Ein Reihenhaus. Ein stinknormales Reihenhaus mit kleinem Schottervorgarten. Er hatte es von seinem Vater geerbt. Zusammen mit dem Geld. Sein Leben erfuhr urplötzlich eine Wendung um 180 Grad. Eigentlich könnte man sagen, bis in seine Rente hinein hat er wohl ausgesorgt.

Ich schaute die Straße hinab. Parkverbotsschilder überall, nur Anwohner mit Parkerlaubnis dürfen parken.

Er hatte seine Biotonne an den Straßenrand geschoben. Köpfe verwelkter Lilien schauten heraus. Dicke Brummer nutzten die Lücke zwischen gelbem Deckel und brauner Tonne, um sich im Dunkeln der Tonne mit allem Nötigen an Stinkendem und Verwesendem zu versorgen.

Vor seiner Garage glänzte ein neuer Klein-SUV vor sich hin. Hochglanzpoliert. Was für ein Unterschied im Leben. Vor vierzig Jahren besaß er kein Auto und schwor darauf, nie eine dicke Karre fahren zu wollen. Und kein Leben im Freiburger Reihenhaus wie seine Eltern. So bieder und so konservativ. Damals war er noch reichlich unsesshaft unterwegs.

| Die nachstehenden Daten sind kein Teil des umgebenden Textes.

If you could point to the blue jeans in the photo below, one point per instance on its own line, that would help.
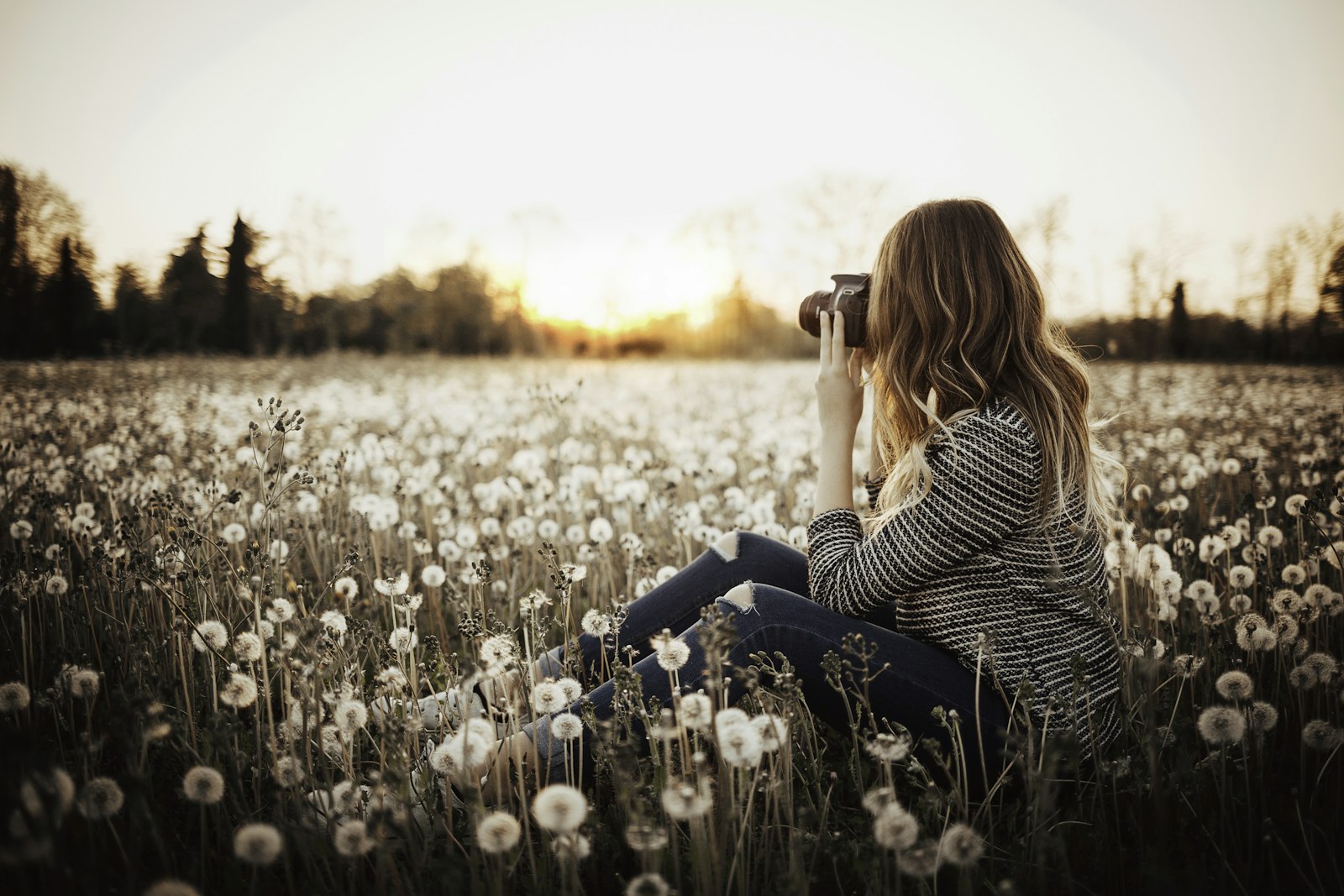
(781, 617)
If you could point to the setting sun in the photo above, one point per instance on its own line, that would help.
(611, 282)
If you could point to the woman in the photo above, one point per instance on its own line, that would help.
(983, 563)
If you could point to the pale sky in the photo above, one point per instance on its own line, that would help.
(605, 128)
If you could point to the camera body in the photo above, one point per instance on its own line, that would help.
(848, 296)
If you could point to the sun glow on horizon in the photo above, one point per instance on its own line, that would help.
(608, 284)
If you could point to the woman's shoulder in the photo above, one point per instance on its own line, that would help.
(999, 421)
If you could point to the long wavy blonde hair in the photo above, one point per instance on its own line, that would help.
(956, 318)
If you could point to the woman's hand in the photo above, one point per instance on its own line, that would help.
(839, 382)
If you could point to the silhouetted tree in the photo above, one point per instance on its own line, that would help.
(239, 327)
(73, 302)
(131, 311)
(192, 297)
(1332, 285)
(1179, 322)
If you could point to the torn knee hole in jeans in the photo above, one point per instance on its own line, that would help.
(727, 546)
(743, 598)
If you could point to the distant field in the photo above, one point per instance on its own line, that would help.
(183, 593)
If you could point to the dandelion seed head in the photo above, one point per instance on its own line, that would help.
(13, 698)
(203, 785)
(960, 846)
(84, 683)
(351, 715)
(1263, 715)
(248, 647)
(894, 828)
(282, 610)
(241, 691)
(402, 640)
(1234, 685)
(559, 808)
(570, 688)
(596, 624)
(566, 726)
(208, 636)
(259, 842)
(1220, 726)
(879, 799)
(739, 745)
(100, 799)
(696, 711)
(1320, 735)
(548, 698)
(645, 839)
(683, 799)
(288, 772)
(1301, 678)
(497, 832)
(921, 860)
(1241, 577)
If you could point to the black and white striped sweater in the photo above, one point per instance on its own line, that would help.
(964, 560)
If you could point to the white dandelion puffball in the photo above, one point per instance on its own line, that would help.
(683, 799)
(13, 696)
(203, 785)
(241, 691)
(349, 716)
(210, 636)
(548, 698)
(739, 745)
(596, 624)
(674, 654)
(101, 799)
(1234, 685)
(335, 622)
(259, 842)
(696, 711)
(402, 640)
(600, 531)
(1220, 726)
(280, 610)
(895, 828)
(570, 688)
(566, 726)
(248, 647)
(497, 832)
(559, 808)
(961, 846)
(84, 683)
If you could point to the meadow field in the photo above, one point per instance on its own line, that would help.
(212, 573)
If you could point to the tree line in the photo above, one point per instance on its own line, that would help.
(51, 307)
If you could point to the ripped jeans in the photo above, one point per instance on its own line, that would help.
(764, 584)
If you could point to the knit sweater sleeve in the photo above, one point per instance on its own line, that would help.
(984, 484)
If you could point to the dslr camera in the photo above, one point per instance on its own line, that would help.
(848, 296)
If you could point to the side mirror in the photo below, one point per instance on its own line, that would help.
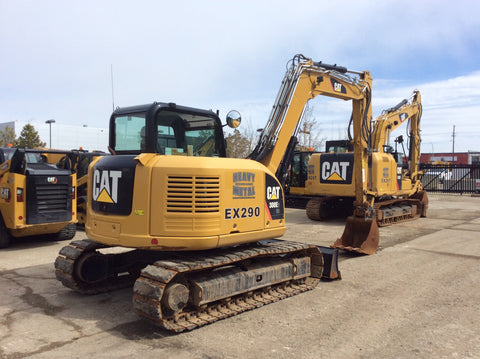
(234, 119)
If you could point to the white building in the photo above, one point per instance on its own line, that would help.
(65, 137)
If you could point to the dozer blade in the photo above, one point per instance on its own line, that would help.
(360, 235)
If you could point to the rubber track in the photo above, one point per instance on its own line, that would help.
(65, 264)
(399, 219)
(149, 288)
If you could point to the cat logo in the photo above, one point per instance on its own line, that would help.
(105, 185)
(338, 86)
(273, 193)
(336, 168)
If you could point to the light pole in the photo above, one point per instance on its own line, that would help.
(50, 124)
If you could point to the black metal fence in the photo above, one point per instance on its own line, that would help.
(451, 178)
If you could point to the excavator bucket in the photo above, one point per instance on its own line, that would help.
(360, 235)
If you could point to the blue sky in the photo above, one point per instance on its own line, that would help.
(57, 57)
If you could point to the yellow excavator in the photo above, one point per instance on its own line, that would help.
(200, 229)
(333, 191)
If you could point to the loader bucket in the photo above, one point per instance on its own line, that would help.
(360, 235)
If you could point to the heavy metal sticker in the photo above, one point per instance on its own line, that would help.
(243, 185)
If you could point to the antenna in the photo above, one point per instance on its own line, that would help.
(113, 97)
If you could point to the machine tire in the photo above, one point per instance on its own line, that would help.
(67, 233)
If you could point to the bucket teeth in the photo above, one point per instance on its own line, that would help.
(359, 235)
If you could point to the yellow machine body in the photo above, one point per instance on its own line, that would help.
(193, 203)
(35, 197)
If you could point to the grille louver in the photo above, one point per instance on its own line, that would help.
(197, 194)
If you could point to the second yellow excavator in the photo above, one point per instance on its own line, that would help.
(387, 190)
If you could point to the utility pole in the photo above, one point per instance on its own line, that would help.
(453, 145)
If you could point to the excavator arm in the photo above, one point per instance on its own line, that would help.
(305, 80)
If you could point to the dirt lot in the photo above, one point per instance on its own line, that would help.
(417, 297)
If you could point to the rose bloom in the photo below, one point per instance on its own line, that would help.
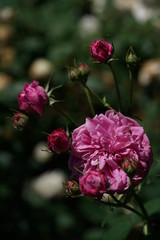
(93, 183)
(20, 120)
(33, 98)
(105, 142)
(58, 141)
(101, 51)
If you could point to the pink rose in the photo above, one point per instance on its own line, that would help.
(58, 141)
(101, 51)
(119, 181)
(33, 98)
(93, 183)
(20, 120)
(106, 142)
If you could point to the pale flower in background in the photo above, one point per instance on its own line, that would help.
(149, 72)
(88, 25)
(47, 185)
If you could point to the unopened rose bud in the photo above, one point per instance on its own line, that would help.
(74, 74)
(72, 188)
(131, 58)
(85, 71)
(20, 120)
(130, 167)
(101, 51)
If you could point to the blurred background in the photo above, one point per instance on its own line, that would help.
(39, 40)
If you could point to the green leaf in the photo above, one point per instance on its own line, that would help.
(118, 228)
(153, 206)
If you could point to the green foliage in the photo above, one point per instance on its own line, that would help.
(49, 29)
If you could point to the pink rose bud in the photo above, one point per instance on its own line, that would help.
(58, 141)
(72, 188)
(20, 120)
(93, 183)
(101, 51)
(33, 98)
(85, 71)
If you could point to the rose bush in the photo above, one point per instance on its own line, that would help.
(33, 98)
(101, 51)
(58, 141)
(93, 183)
(106, 142)
(20, 120)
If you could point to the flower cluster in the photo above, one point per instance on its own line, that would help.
(109, 153)
(32, 100)
(103, 144)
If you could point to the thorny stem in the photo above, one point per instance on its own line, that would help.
(131, 89)
(138, 200)
(98, 98)
(89, 100)
(116, 84)
(120, 204)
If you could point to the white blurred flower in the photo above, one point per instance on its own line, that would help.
(141, 12)
(150, 71)
(88, 25)
(48, 184)
(124, 5)
(41, 153)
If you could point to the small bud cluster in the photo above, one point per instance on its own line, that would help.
(79, 73)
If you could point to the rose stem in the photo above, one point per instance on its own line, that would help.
(131, 88)
(89, 100)
(99, 99)
(138, 200)
(116, 84)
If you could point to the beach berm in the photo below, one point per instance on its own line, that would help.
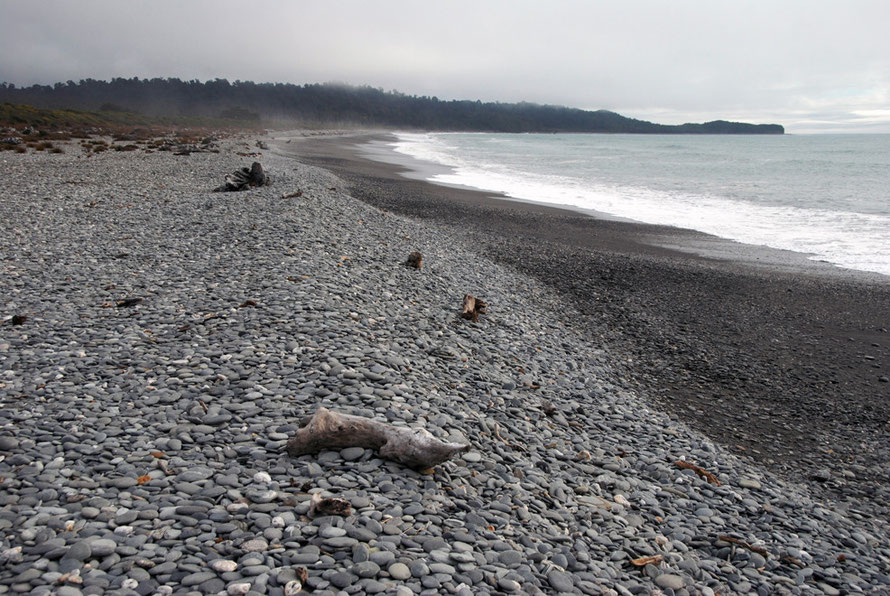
(143, 448)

Zeiten ändern sich. Menschen auch.

Ich ging zur Bushaltestelle.

Kein Blick zurück.

Neues vom Weltuntergang

»Guten Tag. Wo geht es hier zur Übernahme der Weltherrschaft?«

»Sind Sie Teil von The Pinky and the Brain?«

»Wie bitte?«

»Offensichtlich nicht. Dann bitte hier den Flur entlang, auf der rechten Seite den achten Gang, darauf nochmals die achte Option, diesmal als Tür, und immer rechts.«

»Danke.«

»Wie kann ich Ihnen helfen?«

»Ich möchte gerne die Weltherrschaft übernehmen.«

»Das hört sich doch vielversprechend an. Haben Sie das Formular 49 mit den Unterschriften von den Herren Biden, Stoltenberg, Putin, Xi Jinping, Jong-un, Macron, Sunak, Rutte …«

»Hab ich, hab ich. Hier.«

»Ah, danke… hm. Da fehlt etwas.«

»Was?«

»Die Unterschriften von dem Nabel der Welt. Da fehlen ja über 80 Millionen Unterschriften.«

»Dessen Vertreter hat dort unterschrieben. Zwischen Erdogan, Meloni und Orban. Sehen Sie? Man könnte es fast überlesen, sieht sehr unbedeutsam aus, war mir aber sehr wichtig.«

»Die 80 Millionen geben allerdings permanent verstehen, sie würden auf deren absolute Meinungsfreiheit bestehen. Und sie wollen, dass deren Meinung gefragt wird.«

»Was soll denn dieser woke Scheiß jetzt?«

»Ich bin nicht woke.«

»Da will ich einmal meinen Bestrebungen zu deren Wohle freie Bahn geben und jetzt ist es denen auch wieder nicht recht?«

»Ich möchte nochmals betonen, ich bin nicht woke.«

»Typisch! Mal wieder diese Cancel Culture, diese Wokeness-Blindgänger.«

»Ich fordere Sie auf, den Raum zu verlassen. Ich hatte Ihnen bereits gesagt, dass ich nicht woke bin.«

»Ach ja? Wahrscheinlich sind Sie auch so ein Schlafschaf, welches sich gegen die Überzeugungskraft von alternativen Fakten und Logiken wehrt.«

»RAUS!«

»War es nicht der richtige Raum?«

»Sprich mich nicht an, du Infodesk Fozzi-Bär!«

»Gerne. Und beehren Sie uns bald wieder. Haben Sie noch einen schönen Montagmorgen.«

»Leck mich!«

»Und gönnen Sie sich den Weltuntergang. Auf Wiedersehen.«

»FY.«

Kneipengespräch: Wenn zwei das Gleiche … rien ne va plus …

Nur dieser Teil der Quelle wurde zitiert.